That's not an illegal act, unless you can cite relevant statutes being broken. It's a contract breach.

Your whole analogy to Backpage breaks down without the initial illegal action that produces the revenue stream and sets in motion the need to launder the money.




You are being silly - breach of contract to deceive payment processors IS wire fraud and bank fraud, which are specific named federal crimes which cover exactly this use case. If you like, here's an excerpt from the Backpage indictment:

"the People now allege that Defendants conspired to orchestrate a bank fraud by misrepresenting to credit payment processors that they were not processing transactions from Backpage, and this misrepresentation would trigger a release of funds from banks. The overt acts alleged clarify that Defendants created multiple classified websites, and when applying for (at least one) merchant account, Defendant Ferrer omitted any reference to Backpage, despite intending to process Backpage transactions through the account. The People allege that credit payment processors, along with American Express, would not have knowingly processed the payments for Backpage and the banks would not have released funds absent Defendants’ trickery."

I encourage you to look through the sections concerning money laundering in the California indictment: https://www.oag.ca.gov/system/files/attachments/press_releas...

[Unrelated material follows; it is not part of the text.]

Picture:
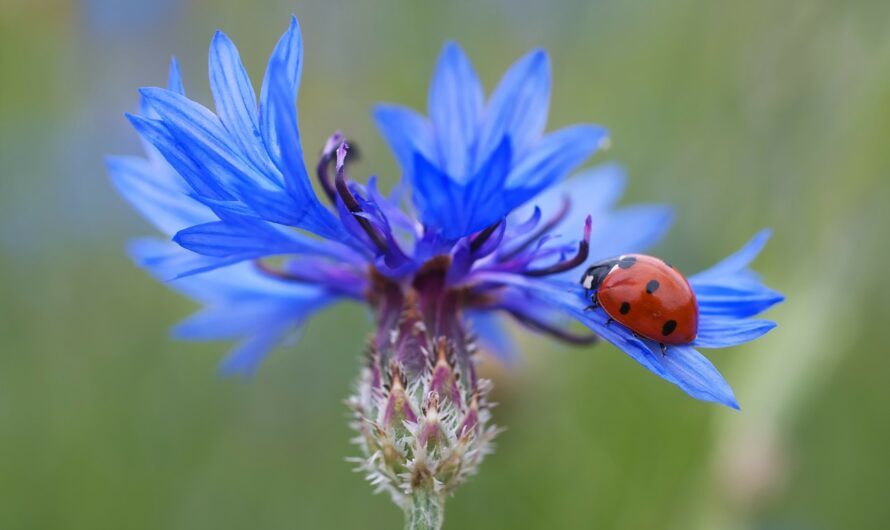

I think you should carefully read your quote - it includes the word "Backpage" four times, as in the illegal source of funds that created the laundry opportunity. Breach of contract with payment processors is certainly NOT wire fraud by itself, that's an absurd statement.


You're weirdly stuck on this "breach of contract superseding federal crimes" thing but uh, I don't know what to tell you. This scheme is clearly wire fraud. Defrauding a payment processor out of money, over wires, is wire fraud. It's also bank fraud when you lie to your bank about what your merchant account is for, which is another prerequisite for these schemes usually.


He is correct. This is how I build my cases.

I would just be aware that any interaction with the financial system can quickly become criminal. Whether it does depends on a whole range of factors, but the option is always there. (Incidentally, the same goes for insurance companies. Can go criminal at any time.)